Parallelism within and among lineages

We studied parallelism within the only two lineages in our study that have multiple freshwater populations, A. alosa and A. f. lacustris (Figure 1). To measure parallelism within them, we calculated the percentage of outlier regions shared by each pair and the set of three freshwater populations within each of them. This required us to identify outlier regions in each freshwater population of A. alosa and A. f. lacustris, which we accomplished using the same ΔAF methods as described above (99th percentile). Similarly, pairwise comparisons of outlier regions in populations from different lineages were conducted. We then estimated the amount of polymorphism shared by each pair of lineages.

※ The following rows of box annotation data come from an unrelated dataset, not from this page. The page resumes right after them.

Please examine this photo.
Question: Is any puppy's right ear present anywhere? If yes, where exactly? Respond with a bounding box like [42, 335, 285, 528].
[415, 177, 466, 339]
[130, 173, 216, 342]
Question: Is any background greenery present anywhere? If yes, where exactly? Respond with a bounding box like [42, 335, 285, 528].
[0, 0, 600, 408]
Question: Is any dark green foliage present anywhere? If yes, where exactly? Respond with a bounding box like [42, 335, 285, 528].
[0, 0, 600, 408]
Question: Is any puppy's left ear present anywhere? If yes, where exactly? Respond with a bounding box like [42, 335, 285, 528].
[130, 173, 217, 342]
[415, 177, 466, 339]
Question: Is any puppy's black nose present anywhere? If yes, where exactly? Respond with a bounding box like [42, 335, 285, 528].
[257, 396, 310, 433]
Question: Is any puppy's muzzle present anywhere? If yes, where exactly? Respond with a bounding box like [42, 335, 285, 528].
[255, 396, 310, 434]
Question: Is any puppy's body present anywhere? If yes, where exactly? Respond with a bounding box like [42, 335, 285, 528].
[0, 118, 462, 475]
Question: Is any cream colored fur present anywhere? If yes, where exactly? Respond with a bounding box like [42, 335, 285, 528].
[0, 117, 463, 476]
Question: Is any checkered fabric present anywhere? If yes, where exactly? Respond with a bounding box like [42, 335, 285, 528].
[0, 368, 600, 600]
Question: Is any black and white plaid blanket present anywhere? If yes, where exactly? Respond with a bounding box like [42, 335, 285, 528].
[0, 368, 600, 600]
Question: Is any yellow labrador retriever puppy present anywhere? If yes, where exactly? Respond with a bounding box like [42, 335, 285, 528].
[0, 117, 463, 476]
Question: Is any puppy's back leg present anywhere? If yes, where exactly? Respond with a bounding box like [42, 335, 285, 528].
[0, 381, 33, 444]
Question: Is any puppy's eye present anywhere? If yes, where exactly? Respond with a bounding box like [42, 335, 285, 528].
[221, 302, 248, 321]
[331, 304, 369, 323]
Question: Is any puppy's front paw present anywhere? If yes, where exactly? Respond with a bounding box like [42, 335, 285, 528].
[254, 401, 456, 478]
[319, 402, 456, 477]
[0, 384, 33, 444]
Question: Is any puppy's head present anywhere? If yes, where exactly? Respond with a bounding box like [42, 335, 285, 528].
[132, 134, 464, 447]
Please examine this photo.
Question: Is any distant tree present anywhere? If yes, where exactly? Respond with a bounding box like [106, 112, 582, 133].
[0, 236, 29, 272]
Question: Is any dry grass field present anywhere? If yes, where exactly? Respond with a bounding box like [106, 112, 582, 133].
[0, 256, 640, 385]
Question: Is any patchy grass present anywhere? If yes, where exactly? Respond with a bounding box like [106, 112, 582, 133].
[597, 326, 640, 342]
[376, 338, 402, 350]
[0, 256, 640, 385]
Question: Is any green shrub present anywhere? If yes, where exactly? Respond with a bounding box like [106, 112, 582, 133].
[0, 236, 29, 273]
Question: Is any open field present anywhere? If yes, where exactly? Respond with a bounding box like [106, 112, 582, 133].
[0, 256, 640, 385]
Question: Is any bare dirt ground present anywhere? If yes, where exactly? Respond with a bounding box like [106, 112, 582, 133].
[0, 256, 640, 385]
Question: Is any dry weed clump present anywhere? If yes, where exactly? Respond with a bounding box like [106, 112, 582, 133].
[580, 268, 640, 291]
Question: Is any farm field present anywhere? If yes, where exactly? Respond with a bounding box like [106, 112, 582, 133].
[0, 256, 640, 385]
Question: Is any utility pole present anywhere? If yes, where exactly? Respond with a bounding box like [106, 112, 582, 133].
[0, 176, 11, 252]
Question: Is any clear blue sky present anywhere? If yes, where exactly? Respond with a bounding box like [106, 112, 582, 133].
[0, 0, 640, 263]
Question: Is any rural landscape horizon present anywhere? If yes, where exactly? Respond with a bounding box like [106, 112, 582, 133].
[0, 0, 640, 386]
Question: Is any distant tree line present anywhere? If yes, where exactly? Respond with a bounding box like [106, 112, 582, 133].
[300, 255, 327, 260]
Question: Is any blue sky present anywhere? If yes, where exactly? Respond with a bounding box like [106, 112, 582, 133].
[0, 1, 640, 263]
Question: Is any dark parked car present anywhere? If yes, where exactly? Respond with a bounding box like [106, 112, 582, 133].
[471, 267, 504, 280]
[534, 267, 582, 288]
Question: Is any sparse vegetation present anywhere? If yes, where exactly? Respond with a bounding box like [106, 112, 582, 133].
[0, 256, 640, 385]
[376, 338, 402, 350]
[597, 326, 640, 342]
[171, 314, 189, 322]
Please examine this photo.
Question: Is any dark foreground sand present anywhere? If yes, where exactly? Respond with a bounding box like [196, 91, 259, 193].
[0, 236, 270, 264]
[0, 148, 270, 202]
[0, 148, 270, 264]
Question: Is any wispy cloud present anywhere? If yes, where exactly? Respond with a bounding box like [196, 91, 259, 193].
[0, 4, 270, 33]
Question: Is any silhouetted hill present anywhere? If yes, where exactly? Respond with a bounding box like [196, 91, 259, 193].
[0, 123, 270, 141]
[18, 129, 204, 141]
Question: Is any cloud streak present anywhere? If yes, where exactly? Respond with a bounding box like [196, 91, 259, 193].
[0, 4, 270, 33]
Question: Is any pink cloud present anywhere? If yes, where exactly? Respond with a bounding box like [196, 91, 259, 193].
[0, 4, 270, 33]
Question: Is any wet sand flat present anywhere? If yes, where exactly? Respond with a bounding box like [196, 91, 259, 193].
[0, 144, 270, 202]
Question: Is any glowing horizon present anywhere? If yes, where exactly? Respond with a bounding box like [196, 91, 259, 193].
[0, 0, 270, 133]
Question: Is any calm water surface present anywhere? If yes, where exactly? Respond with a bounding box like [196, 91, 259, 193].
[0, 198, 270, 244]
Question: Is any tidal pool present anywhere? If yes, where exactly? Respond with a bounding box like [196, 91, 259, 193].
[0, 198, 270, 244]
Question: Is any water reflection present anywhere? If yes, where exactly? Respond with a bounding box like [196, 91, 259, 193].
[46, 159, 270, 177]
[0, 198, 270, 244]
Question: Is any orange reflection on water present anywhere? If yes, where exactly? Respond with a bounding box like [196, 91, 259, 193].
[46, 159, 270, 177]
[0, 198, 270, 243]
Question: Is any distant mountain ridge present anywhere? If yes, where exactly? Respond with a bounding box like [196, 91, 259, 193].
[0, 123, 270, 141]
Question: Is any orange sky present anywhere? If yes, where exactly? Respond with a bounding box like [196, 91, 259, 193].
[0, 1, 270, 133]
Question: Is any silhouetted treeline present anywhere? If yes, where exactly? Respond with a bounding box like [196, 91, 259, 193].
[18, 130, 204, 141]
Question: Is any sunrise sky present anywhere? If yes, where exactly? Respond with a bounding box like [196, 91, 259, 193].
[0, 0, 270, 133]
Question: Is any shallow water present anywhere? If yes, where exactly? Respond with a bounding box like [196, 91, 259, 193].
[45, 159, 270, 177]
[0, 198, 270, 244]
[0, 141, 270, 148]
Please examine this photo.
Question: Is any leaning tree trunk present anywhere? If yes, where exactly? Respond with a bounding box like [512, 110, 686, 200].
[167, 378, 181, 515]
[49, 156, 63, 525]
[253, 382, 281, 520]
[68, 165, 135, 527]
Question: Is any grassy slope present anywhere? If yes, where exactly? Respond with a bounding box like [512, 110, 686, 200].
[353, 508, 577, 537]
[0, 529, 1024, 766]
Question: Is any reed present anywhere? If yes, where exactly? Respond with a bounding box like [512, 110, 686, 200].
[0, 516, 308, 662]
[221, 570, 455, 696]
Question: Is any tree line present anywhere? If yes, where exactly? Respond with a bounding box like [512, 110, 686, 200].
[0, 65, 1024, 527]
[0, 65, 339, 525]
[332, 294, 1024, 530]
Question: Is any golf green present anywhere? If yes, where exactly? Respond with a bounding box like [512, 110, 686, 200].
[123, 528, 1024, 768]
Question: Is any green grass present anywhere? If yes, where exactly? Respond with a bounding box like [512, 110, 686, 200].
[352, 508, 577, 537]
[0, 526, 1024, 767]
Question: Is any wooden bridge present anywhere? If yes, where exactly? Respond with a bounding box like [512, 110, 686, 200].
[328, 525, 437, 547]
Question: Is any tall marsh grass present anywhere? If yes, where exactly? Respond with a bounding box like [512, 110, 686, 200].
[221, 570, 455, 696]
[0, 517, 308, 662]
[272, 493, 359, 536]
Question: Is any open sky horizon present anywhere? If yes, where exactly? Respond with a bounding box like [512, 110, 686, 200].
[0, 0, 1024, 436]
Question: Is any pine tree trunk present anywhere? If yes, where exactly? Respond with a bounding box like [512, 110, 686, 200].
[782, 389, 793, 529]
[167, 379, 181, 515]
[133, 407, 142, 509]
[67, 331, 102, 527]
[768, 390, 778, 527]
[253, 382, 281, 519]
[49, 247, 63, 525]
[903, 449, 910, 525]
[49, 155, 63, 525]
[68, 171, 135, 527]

For this analysis, and throughout the text, a polymorphic site refers to any SNP we found using our methods above that was variable, or fixed for an alternative allele, in at least one of the populations (anadromous or freshwater) studied in a given lineage. Since the total number of SNP loci per lineage varied, we calculated the average of the percentage of SNPs shared in each lineage of the pair being examined. To help understand patterns of parallelism, we then compared the percentage of outlier regions shared by populations to the percentage of polymorphism common between their respective lineages. Lastly, to help visualize patterns of genetic convergence across lineages, we generated heat maps of ΔAF for all outlier windows. One heat map was made per lineage. Specifically, for each ΔAF window in the 99.9th percentile of the target lineage, the average ΔAF for all SNPs in the same genomic window in each of the other three lineages was calculated. If the corresponding genomic window had fewer than two SNPs, it was excluded from the analysis.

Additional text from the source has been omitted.